Theodore Clement Steele, American, 1847–1926
Oil on canvas
102.24 cm x 76.2 cm
Albert Gallatin Porter
Governor of Indiana 1881-1885
In this portrait by T.C. Steele, Governor Albert Gallatin Porter sits in a red arm chair, gazing directly at the viewer. Porter has his hands clasped on his lap. He wearing a black coat and white shirt with a black stock.
“In 1873 Steele moved to Indianapolis and opened a studio on the Bradshaw Block where he remained until 1880. Portrait painting continued to be his chief activity during that period, and although he painted several prominent people, he was not commissioned to portray the governors then in office. In 1880 he went abroad for more intensive training at the Royal Academy of Art in Munich and stayed there five years.
Upon his return to Indianapolis in the summer of 1885, Steele opened his studio again and began taking commissions for portraits. One of his first was that of Porter, whose term as governor had ended in January. Circumstantial evidence points to the probability that Porter postponed having his portrait painted until Steele returned, knowing something of the artist’s ability and reputation. It must have been an important assignment for Steele, in that it would help greatly in re establishing him in the city.

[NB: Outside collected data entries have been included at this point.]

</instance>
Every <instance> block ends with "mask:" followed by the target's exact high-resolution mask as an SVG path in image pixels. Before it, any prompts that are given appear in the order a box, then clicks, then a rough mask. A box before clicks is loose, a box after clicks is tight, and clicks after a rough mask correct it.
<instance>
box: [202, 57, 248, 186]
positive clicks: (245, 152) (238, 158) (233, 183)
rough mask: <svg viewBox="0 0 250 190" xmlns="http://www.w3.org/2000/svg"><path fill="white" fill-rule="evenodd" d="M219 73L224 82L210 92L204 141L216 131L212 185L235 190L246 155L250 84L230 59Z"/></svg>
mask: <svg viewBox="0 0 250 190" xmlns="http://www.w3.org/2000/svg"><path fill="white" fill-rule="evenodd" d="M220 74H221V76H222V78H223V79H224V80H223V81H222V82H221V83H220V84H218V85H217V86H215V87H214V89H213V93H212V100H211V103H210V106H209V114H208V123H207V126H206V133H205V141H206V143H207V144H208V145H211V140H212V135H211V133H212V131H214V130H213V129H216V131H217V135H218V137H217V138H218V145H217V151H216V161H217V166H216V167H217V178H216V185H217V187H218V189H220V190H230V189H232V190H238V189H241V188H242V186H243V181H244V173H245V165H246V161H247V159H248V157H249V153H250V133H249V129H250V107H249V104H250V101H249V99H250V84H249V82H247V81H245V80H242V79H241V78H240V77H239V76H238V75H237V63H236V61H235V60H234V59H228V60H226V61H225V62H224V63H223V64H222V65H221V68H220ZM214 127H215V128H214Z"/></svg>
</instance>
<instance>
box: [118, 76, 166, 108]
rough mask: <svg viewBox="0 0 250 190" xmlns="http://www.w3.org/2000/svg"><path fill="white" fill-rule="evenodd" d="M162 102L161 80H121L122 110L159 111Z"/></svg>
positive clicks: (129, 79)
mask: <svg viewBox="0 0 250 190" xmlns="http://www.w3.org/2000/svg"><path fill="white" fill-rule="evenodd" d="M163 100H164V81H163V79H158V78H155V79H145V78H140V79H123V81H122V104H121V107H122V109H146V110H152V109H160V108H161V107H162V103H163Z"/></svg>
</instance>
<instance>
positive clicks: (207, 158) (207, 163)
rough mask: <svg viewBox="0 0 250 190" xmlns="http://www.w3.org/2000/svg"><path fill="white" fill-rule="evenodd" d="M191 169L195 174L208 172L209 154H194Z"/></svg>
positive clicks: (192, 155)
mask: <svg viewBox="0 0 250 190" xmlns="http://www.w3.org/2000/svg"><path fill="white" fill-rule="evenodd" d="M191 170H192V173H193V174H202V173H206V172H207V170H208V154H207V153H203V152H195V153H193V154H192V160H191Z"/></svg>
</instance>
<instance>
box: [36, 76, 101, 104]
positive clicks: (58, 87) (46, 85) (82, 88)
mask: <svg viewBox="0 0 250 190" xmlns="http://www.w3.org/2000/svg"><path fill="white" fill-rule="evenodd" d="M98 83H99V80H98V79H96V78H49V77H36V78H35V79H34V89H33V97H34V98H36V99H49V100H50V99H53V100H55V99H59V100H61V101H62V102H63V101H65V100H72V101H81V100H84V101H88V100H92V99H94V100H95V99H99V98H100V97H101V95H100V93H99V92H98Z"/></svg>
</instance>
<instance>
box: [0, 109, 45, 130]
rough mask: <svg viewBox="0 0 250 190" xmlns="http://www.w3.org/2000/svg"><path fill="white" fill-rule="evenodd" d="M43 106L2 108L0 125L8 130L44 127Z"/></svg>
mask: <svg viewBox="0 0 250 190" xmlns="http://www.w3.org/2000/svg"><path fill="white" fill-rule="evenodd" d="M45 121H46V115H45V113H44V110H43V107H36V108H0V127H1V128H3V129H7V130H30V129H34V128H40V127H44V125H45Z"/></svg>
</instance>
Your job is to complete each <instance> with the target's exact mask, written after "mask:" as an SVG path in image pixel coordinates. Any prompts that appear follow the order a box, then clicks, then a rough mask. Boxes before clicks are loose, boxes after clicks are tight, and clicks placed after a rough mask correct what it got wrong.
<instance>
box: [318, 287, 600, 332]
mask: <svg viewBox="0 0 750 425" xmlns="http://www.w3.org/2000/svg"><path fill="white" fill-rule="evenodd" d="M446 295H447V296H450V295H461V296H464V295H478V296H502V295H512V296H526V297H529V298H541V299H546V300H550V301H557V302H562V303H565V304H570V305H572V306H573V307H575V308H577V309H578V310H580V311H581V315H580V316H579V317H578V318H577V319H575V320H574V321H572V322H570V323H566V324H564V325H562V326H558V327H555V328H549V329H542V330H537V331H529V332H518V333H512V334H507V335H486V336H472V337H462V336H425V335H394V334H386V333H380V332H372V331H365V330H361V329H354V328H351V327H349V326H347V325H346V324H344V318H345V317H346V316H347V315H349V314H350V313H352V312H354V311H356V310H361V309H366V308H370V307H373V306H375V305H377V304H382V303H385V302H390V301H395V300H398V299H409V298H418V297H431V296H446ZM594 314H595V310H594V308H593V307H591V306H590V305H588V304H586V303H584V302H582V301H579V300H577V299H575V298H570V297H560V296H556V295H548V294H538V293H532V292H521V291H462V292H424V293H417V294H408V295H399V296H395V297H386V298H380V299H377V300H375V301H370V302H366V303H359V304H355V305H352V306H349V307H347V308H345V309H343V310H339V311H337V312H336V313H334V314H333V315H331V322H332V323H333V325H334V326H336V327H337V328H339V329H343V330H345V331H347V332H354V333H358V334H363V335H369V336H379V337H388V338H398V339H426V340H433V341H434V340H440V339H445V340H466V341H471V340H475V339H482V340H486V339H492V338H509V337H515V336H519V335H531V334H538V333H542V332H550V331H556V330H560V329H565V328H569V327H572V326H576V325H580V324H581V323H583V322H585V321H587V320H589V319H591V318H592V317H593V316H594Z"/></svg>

Technically the portrait reflects the method of painting taught in Munich. The tones are dark, the color scheme is dominantly brown, and forms melt into the background. Steele has drawn Governor Porter’s features with a sure, steady hand, and has thoughtfully analyzed his model’s character. Porter appears as an intellectual and cultured man, wearing an expression that suggests a serious but kindly disposition. His attitude in the portrait is that of an accomplished jury lawyer.”1
1Peat, Wilbur. Portraits and Painters of the Governors of Indiana, 1800-1943. Indianapolis, Indianapolis Historical Society, 1944.